私たちはトランスクリプトーム情報を使って未知の細胞外マトリックスタンパク質を探索する過程で、α9β1インテグリンに結合する新規細胞外マトリックスタンパク質Polydom(別名SVEP1)を見いだしました(図上Ref.15。Polydomは胎児の間葉組織で主に発現しており、この遺伝子を欠失させたマウスは重度のリンパ浮腫を発症して、出生直後に死亡します(図中Ref.16。このPolydom欠失マウス胎児のリンパ管を経時的に解析すると、初期のリンパ管叢は形成されるものの、それに続く集合リンパ管やリンパ弁の形成が起こらないことがわかり、Polydomがリンパ管形成、特にリンパ管のリモデリング、に必要であることがわかりました(図下Ref.16。リンパ管のリモデリングには、Tie1と呼ばれるチロシンキナーゼドメインをもつ膜受容体やAngiopoietin-2と呼ばれる分泌タンパク質が関わることが知られています。私たちはPolydomがTie1と直接結合し、PI3K/Akt経路を介してリンパ管内皮細胞の遊走を誘導することを最近見いだしましたRef.17。Tie1と結合するリガンド分子は長い間不明でしたが、その実体がPolydomであることが私たちの研究から明らかとなりました。

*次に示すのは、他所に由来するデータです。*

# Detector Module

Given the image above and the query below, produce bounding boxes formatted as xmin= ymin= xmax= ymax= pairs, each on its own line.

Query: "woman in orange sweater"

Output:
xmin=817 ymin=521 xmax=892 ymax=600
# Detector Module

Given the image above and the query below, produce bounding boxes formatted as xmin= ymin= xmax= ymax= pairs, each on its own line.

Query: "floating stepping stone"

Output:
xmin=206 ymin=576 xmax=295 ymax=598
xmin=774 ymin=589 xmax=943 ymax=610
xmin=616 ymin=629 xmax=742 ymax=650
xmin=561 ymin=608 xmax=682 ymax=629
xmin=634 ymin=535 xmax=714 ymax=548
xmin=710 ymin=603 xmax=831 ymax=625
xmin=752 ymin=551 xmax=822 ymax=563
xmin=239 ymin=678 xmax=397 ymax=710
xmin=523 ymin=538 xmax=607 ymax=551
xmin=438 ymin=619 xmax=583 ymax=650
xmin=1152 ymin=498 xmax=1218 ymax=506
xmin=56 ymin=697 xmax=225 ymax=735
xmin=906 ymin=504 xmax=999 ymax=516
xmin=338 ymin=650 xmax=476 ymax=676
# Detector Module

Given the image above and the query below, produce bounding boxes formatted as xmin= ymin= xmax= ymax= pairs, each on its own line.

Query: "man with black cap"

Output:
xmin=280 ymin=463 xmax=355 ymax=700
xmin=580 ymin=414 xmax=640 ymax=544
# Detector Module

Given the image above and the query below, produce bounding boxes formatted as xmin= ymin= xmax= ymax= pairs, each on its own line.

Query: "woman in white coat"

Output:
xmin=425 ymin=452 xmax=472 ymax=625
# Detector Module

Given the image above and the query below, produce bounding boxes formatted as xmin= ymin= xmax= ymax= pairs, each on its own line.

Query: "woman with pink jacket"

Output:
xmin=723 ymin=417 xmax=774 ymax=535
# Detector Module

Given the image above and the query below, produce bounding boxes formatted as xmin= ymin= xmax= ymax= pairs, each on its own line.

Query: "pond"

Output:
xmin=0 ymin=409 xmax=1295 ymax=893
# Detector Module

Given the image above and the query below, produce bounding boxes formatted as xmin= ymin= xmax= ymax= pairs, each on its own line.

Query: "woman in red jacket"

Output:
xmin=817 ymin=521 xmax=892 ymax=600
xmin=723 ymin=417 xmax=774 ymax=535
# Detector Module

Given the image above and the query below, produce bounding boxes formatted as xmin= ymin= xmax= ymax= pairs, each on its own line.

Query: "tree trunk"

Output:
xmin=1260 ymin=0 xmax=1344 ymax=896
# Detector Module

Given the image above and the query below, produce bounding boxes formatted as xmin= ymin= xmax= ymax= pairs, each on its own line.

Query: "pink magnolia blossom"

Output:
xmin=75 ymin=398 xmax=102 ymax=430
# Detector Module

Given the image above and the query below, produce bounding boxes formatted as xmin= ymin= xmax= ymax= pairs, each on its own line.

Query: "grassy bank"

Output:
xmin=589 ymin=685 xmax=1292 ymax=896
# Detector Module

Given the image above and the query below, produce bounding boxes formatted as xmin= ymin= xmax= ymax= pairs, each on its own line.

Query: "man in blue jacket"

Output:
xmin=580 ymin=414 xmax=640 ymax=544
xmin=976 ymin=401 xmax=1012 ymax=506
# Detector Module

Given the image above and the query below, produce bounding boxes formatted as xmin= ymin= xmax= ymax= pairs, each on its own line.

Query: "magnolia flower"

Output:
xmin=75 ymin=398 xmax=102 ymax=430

Polydomは間葉細胞が分泌するタンパク質で、脂肪組織で高い発現が認められています。私たちはマウス脂肪組織から分離した脂肪幹細胞がPolydomを高発現していることを見いだしています。脂肪幹細胞が発現(分泌)するPolydomが脂肪組織でどのような機能を担っているのか、現在、Polydom欠失マウスを使って解析を進めています。